🤖 AI Summary
To address the *cross-task generalization collapse*—caused by fixed numbers of learnable queries when integrating pretrained vision-language models (VLMs) with diffusion models—this paper proposes the *Noisy Query Tokens (NQT)* mechanism. NQT employs end-to-end learnable, randomly initialized query tokens to establish a dynamic, distributed semantic alignment space between VLMs and diffusion priors. Additionally, a lightweight VAE branch jointly optimized with linear projection is introduced to recover fine-grained image details. This design significantly improves robustness in multimodal feature alignment and generation fidelity. Experiments demonstrate that NQT enables stable, continual learning across diverse downstream tasks—including text-to-image generation, open-vocabulary segmentation, and visual question answering—effectively mitigating generalization degradation.
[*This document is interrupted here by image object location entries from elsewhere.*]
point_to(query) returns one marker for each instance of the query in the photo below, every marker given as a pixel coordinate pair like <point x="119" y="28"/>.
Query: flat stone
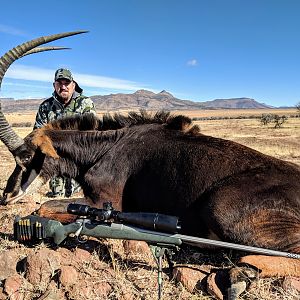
<point x="190" y="278"/>
<point x="271" y="266"/>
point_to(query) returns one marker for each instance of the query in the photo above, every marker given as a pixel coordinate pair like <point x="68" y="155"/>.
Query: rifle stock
<point x="32" y="228"/>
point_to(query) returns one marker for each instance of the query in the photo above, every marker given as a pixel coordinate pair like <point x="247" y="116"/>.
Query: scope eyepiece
<point x="154" y="221"/>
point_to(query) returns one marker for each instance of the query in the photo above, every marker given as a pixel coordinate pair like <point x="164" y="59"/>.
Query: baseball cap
<point x="66" y="74"/>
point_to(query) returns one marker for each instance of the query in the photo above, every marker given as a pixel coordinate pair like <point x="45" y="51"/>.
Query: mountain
<point x="164" y="100"/>
<point x="141" y="99"/>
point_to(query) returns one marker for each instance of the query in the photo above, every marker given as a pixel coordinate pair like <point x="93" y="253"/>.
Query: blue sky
<point x="195" y="49"/>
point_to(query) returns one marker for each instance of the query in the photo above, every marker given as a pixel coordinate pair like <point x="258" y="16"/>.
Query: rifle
<point x="158" y="230"/>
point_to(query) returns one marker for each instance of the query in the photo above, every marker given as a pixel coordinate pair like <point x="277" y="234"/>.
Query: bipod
<point x="158" y="252"/>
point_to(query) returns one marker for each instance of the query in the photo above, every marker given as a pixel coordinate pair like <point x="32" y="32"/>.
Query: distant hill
<point x="141" y="99"/>
<point x="164" y="100"/>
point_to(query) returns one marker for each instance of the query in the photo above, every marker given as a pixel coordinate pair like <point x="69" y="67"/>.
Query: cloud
<point x="23" y="72"/>
<point x="192" y="62"/>
<point x="11" y="30"/>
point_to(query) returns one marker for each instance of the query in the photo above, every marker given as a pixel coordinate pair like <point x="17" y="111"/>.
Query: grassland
<point x="283" y="143"/>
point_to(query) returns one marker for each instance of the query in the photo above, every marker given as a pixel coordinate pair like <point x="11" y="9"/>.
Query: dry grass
<point x="135" y="279"/>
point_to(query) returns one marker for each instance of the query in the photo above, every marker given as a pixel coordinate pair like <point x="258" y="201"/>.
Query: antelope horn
<point x="7" y="135"/>
<point x="42" y="49"/>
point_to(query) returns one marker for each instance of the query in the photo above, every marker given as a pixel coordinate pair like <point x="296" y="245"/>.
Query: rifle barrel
<point x="196" y="241"/>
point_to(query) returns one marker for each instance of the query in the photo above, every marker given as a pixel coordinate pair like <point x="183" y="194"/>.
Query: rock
<point x="291" y="282"/>
<point x="52" y="293"/>
<point x="270" y="266"/>
<point x="212" y="287"/>
<point x="41" y="266"/>
<point x="139" y="247"/>
<point x="91" y="288"/>
<point x="13" y="286"/>
<point x="74" y="258"/>
<point x="8" y="264"/>
<point x="190" y="278"/>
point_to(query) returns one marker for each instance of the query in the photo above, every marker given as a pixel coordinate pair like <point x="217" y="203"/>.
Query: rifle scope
<point x="154" y="221"/>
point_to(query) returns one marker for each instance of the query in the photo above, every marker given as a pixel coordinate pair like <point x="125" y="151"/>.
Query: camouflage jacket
<point x="52" y="109"/>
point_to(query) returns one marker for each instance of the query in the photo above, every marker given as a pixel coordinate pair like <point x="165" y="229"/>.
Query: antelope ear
<point x="42" y="141"/>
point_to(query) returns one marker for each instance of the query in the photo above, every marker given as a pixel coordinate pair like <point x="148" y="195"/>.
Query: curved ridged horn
<point x="42" y="49"/>
<point x="7" y="135"/>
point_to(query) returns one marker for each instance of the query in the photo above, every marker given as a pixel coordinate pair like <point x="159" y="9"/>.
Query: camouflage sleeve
<point x="88" y="106"/>
<point x="40" y="119"/>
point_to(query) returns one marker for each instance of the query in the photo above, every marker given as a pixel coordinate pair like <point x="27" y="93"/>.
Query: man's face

Crucially, it enhances cross-task transferability without compromising inference efficiency.
📝 Abstract
Recent progress in multimodal large language models (MLLMs) has highlighted the challenge of efficiently bridging pre-trained Vision-Language Models (VLMs) with Diffusion Models. While methods using a fixed number of learnable query tokens offer computational efficiency, they suffer from task generalization collapse, failing to adapt to new tasks that are distant from their pre-training tasks. To overcome this, we propose Noisy Query Tokens, which learn a distributed representation space between the VLM and Diffusion Model via end-to-end optimization, enhancing continual learning. Additionally, we introduce a VAE branch with linear projection to recover fine-grained image details. Experimental results confirm our approach mitigates generalization collapse and enables stable continual learning across diverse tasks.